Quiroga is a special territory for those who enjoy the interior of Galicia. The municipality is halfway between two of the most beautiful areas in the country: the Ribeira Sacra and O Courel. Thus, it shares the fluvial canyons landscapes typical of the former, mainly around the ubiquitous Lor River (famous for the gastronomic excellence of its trout); and opens the doors to the mountainous and rugged terrain of the latter. The route we propose today, by the banks of the Soldón River, perfectly reflects the passage between these two geographies.
The Soldón is a small river, but a tough one. It comes down from O Courel carving its way by the foot of the mountain, jumping from rock to rock and dodging dark green vegetation. It does so with great force over winter and spring, because the height difference that it clears between its birth, at 1,160 meters, and its end at the mouth of the Sil is more than considerable.
It’s for this reason that it is convenient to consider doing this route in the same direction as the waters of Soldón. The route starts a little past the Ferrería de Rugando, an old industrial building converted into a rural tourism house. The forge was established by the Samos monks around the sixteenth century, although at present there are hardly any traces of the factory left and what remains are the old houses (with a spectacular chimney presiding over the building) and the chapel (on which façade intriguing circular decorations are still preserved).
Taking the route in a downward direction will not save us from suffering through a couple of hard slopes, as the path goes up and down along the river, and there are some difficult climbs for those who are not used to hiking. In wet weather one must be careful where they step: the ground is often bare slate and can be slippery.
The route is known as Camiño do Ferradal (“path of the iron mine”) and uses the path of an old road through which minerals were brought down from the mountains. Going through it shows how difficult this task must have been with the means of transport available a century ago, but also the beauty of a forest barely transformed by the years. A good part of the way passes under forests where still today chestnuts, among the tastiest in Galicia, are collected. Oak trees, ash trees and other species typical of the Galician mountains surround the track, a hike that always keeps the Soldón in sight, along with its fierce roar.
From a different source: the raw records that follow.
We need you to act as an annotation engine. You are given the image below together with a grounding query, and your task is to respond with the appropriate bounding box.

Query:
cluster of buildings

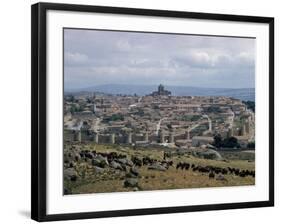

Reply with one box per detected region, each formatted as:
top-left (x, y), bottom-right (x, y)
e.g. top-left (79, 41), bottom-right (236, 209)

top-left (64, 85), bottom-right (255, 149)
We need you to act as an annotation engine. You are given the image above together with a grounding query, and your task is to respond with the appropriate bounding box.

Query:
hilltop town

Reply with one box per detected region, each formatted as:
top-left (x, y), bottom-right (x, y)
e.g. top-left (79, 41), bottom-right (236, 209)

top-left (64, 84), bottom-right (255, 150)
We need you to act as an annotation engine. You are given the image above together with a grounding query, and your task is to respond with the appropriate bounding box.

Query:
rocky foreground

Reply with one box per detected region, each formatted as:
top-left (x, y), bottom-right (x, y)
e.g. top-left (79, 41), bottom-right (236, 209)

top-left (64, 143), bottom-right (255, 194)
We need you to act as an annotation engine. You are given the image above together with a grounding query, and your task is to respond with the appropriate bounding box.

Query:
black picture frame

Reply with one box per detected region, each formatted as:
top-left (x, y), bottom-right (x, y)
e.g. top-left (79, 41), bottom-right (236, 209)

top-left (31, 2), bottom-right (274, 222)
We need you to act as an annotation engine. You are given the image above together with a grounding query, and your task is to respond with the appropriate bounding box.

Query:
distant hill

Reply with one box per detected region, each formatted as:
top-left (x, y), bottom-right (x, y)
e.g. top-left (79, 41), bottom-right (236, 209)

top-left (66, 84), bottom-right (255, 101)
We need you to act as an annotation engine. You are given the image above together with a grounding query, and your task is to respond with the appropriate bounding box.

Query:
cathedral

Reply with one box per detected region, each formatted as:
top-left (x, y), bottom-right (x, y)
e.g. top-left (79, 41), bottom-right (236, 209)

top-left (150, 84), bottom-right (171, 96)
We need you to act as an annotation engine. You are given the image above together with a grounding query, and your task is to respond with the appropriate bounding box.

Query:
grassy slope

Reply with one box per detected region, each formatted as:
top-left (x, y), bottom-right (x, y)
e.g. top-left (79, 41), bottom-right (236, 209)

top-left (64, 143), bottom-right (255, 194)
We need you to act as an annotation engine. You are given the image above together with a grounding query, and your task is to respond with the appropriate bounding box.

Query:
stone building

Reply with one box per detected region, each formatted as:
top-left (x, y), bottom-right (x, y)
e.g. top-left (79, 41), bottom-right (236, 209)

top-left (192, 136), bottom-right (214, 147)
top-left (150, 84), bottom-right (171, 96)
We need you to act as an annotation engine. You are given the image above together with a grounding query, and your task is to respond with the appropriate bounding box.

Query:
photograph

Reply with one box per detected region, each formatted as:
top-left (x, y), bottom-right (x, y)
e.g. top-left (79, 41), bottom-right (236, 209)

top-left (63, 28), bottom-right (256, 195)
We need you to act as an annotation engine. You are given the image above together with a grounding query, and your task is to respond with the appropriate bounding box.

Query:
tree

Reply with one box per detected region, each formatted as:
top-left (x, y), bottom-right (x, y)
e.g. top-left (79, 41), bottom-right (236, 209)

top-left (167, 124), bottom-right (172, 130)
top-left (222, 136), bottom-right (240, 148)
top-left (212, 135), bottom-right (240, 149)
top-left (247, 142), bottom-right (255, 149)
top-left (69, 104), bottom-right (83, 114)
top-left (213, 134), bottom-right (222, 148)
top-left (243, 100), bottom-right (255, 112)
top-left (69, 95), bottom-right (75, 102)
top-left (103, 113), bottom-right (124, 122)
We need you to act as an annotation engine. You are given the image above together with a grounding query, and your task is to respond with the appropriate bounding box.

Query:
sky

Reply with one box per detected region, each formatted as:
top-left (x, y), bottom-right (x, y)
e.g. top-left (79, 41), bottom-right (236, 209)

top-left (64, 28), bottom-right (255, 90)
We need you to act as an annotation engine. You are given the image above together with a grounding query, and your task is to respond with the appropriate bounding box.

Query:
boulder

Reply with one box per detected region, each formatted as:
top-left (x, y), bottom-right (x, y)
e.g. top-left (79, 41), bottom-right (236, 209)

top-left (121, 164), bottom-right (127, 172)
top-left (92, 158), bottom-right (101, 167)
top-left (197, 149), bottom-right (222, 160)
top-left (125, 172), bottom-right (137, 178)
top-left (116, 158), bottom-right (127, 165)
top-left (110, 161), bottom-right (123, 170)
top-left (148, 163), bottom-right (167, 171)
top-left (93, 166), bottom-right (104, 173)
top-left (216, 174), bottom-right (226, 181)
top-left (73, 153), bottom-right (81, 161)
top-left (92, 155), bottom-right (109, 168)
top-left (64, 168), bottom-right (78, 181)
top-left (126, 159), bottom-right (134, 167)
top-left (96, 155), bottom-right (109, 166)
top-left (130, 167), bottom-right (140, 177)
top-left (124, 178), bottom-right (138, 188)
top-left (117, 158), bottom-right (133, 167)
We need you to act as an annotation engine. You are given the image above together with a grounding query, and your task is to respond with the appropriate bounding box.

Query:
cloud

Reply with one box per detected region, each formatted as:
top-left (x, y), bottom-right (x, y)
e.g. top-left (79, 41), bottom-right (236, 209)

top-left (116, 40), bottom-right (132, 51)
top-left (237, 52), bottom-right (255, 65)
top-left (64, 29), bottom-right (255, 89)
top-left (65, 52), bottom-right (89, 66)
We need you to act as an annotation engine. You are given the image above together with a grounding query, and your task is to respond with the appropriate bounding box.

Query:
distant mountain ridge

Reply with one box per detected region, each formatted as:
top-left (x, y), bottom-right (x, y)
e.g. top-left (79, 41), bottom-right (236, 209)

top-left (65, 84), bottom-right (255, 101)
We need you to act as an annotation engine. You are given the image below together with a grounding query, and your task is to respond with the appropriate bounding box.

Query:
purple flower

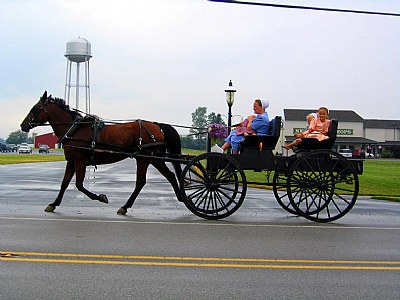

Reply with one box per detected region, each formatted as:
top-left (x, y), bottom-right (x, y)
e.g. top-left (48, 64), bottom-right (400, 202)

top-left (208, 123), bottom-right (228, 139)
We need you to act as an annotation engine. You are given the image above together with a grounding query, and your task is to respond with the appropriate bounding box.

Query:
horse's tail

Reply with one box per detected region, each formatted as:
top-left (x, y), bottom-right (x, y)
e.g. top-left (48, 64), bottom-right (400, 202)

top-left (158, 123), bottom-right (182, 180)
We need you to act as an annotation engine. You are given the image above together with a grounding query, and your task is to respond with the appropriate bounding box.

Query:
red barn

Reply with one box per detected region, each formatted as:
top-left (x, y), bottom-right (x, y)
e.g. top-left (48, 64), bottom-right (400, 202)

top-left (34, 132), bottom-right (59, 148)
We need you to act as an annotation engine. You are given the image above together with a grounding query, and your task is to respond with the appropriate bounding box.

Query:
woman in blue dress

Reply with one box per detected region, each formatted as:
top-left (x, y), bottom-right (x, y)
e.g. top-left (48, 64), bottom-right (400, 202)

top-left (215, 99), bottom-right (270, 154)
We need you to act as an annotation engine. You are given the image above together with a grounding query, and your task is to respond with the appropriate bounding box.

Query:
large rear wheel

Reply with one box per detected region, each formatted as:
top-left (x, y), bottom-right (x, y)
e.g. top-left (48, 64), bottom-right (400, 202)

top-left (287, 150), bottom-right (359, 223)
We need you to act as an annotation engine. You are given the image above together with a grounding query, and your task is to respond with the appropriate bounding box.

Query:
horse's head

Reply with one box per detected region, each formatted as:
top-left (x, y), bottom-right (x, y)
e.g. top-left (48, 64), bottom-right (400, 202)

top-left (20, 91), bottom-right (51, 132)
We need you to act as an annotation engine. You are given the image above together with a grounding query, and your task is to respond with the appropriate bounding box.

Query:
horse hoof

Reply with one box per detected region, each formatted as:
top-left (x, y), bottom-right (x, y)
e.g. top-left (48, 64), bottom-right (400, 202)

top-left (99, 194), bottom-right (108, 204)
top-left (45, 205), bottom-right (55, 212)
top-left (117, 208), bottom-right (127, 215)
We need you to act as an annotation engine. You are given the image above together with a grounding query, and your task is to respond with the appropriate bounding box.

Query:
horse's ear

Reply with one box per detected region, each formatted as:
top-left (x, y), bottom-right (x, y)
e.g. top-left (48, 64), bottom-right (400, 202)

top-left (41, 91), bottom-right (47, 101)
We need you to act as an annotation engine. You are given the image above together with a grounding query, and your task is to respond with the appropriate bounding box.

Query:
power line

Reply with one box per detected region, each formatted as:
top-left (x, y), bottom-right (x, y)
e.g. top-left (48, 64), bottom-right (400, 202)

top-left (208, 0), bottom-right (400, 17)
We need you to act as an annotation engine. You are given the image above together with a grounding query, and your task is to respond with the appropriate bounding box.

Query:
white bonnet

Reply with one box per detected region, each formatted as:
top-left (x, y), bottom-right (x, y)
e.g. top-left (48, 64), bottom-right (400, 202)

top-left (261, 99), bottom-right (269, 110)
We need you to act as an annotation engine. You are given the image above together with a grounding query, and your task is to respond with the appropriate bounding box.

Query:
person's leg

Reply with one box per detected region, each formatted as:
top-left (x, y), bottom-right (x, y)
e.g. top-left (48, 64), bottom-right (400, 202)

top-left (283, 138), bottom-right (301, 150)
top-left (220, 142), bottom-right (231, 151)
top-left (220, 131), bottom-right (237, 151)
top-left (230, 133), bottom-right (245, 154)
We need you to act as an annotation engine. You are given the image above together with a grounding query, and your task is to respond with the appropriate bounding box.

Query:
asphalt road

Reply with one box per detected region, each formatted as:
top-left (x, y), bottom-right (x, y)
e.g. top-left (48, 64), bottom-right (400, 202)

top-left (0, 159), bottom-right (399, 299)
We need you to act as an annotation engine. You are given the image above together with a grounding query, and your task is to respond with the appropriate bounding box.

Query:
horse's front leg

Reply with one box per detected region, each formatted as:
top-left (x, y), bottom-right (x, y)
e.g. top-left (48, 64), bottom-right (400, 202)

top-left (75, 163), bottom-right (108, 204)
top-left (45, 161), bottom-right (75, 212)
top-left (117, 160), bottom-right (149, 215)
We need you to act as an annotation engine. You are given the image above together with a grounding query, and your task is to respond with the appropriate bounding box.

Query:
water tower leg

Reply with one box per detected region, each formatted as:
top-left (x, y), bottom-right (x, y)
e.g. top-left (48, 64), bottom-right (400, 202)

top-left (76, 62), bottom-right (80, 110)
top-left (85, 59), bottom-right (90, 114)
top-left (65, 60), bottom-right (73, 105)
Several wooden bridges cross the creeks that flow into the main stream (be very careful when the wooden floor is wet!), and from time to time you can see old sequeiros (chestnut dryers) and alvarizas (traditional constructions used to protect beehives, which produce some excellent honey here, from bad weather).
The Camiño do Ferradal links Rugando, Paradapiñol, Paradaseca and Ponte Soldón, and in any of these villages one can find a connection to the main road, on the other side of the river, in case you run out of strength or time runs inadvertently fast in a place where one can be awed by the natural beauty of Galicia.